Before Zink came to UNT, she was living on her own and frequently experienced plummeting blood glucose levels that she was unaware of. Her mother had remote access to her Continuous Glucose Monitor alerted Emergency Medical Services, which frequently had to rush to Zink's aid.
Zink joined up with Buddy two years ago, about the same time she toured UNT and found the College of Science program was the right fit for her. Buddy is trained to alert Zink to low blood sugars by bouncing or pawing at her face. And he warns her about 30 minutes ahead, while her monitor can be as much as 30 minutes behind. Buddy also provides deep pressure therapy for Zink when she experiences a panic attack.
With Buddy, she's now able to pursue her studies and career.
"It's always very surreal," she says. "I'm still amazed by how he does it and how amazing he is."
Keegan means business.
The K-9 yellow Labrador has been on campus since 2018 working with his partner, Corp. Nicholas Brauchle.
"He is a great dog," Brauchle says. "He is strong-willed, and he has a high work drive."

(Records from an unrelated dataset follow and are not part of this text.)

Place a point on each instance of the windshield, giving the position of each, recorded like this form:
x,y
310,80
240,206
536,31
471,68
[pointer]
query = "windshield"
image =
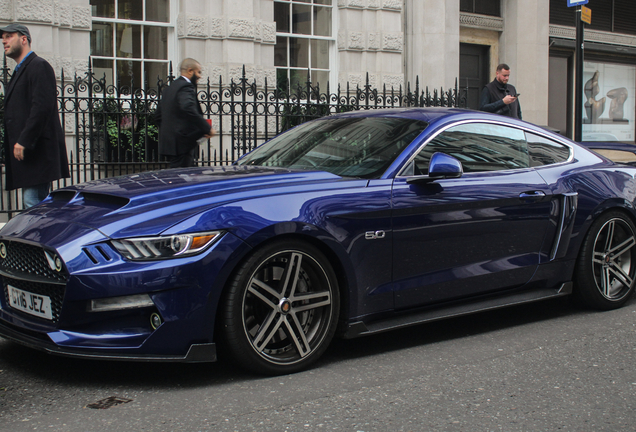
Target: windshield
x,y
348,147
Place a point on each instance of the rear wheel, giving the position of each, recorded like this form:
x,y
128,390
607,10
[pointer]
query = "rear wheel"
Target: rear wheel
x,y
281,309
607,263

Keegan keeps the campus safe by detecting explosives on campus. Even though students are eager to touch him when they patrol the campus, Keegan is focused on his job.

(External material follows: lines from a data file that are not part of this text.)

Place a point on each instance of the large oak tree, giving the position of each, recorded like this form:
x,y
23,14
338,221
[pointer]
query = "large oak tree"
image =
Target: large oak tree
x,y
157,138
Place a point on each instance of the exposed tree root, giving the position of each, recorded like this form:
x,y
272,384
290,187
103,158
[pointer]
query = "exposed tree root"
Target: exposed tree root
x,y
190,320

"We do a lot of community relations, and he lets it happen. But most of the time, he's like, ‘Let's get this done with so I can get back to work,'" Brauchle says.
Keegan, who has not found any explosives on campus, also sniffs out suspicious packages for other police departments. Keegan and Brauchle put in 12-hour workdays, then he goes home with Brauchle and plays with Tommy, Brauchle's Labrador mix that his family has had since 2014.
Most students are excited to see Keegan, saying he reminds them of their pet at home.
"To see the faces of the students, they're happy," Brauchle says. "They could be in the middle of finals. They could be stressed out by life. It's like a few moments of peace."
The students at Rawlins Hall get excited when they see Minnie, a long-haired Chihuahua mix, with Elizabeth Webb ('15), the hall's community director.
"She loves the residents. They love her," Webb says. "I joke, ‘I'm here too. You can say hi to me.'"
Minnie belongs to Webb, who oversees day-to-day operations and supervises the staff and lives in an apartment in the hall. Community directors are allowed to bring their dog to live with them.
And there are emotional support animals who live in residence halls for students who register with the Office of Disability Access for the accommodation. James Fairchild Jr., director of housing for the Department of Housing and Residence Life, estimates about 30 to 40 students who live on campus have comfort dogs and cats.
Webb adopted Minnie in 2018 after she was found abandoned at an old family farm in Sulphur Springs. While Webb was hesitant at first to bring her to the hall, Minnie has adjusted well.
Minnie gets stopped a lot during walks, especially by students who say they miss the dogs they left behind. And she keeps Webb balanced.
"She does help me cope because this job can be stressful," Webb says. "We see students at their best, we see them at their worst. She helps me feel grounded."
For the residents of Joe Greene Hall, their dog is Ellie, 7, believed to be a terrier mix, who was rescued by Julie Townley in South Carolina and has traveled with her to her current position as community director.
In fact, when Townley was searching for jobs, she rejected applying to colleges that did not allow dogs. Ellie loves interacting with the students, who give her Chick-fil-A fries and other goodies. Resident assistants want to hang out with her after they've had a rough week.
Ellie mostly stays at Townley's apartment, but will take walks throughout the day on campus, with her favorites being Clark Park and the walkway between Crumley Hall and the Business Leadership Building. She'll often pick up half-eaten ice cream cones and other leftovers from Eagle Landing.
"She loves chasing squirrels on campus," Townley says. "She just loves being here. It's been a good thing."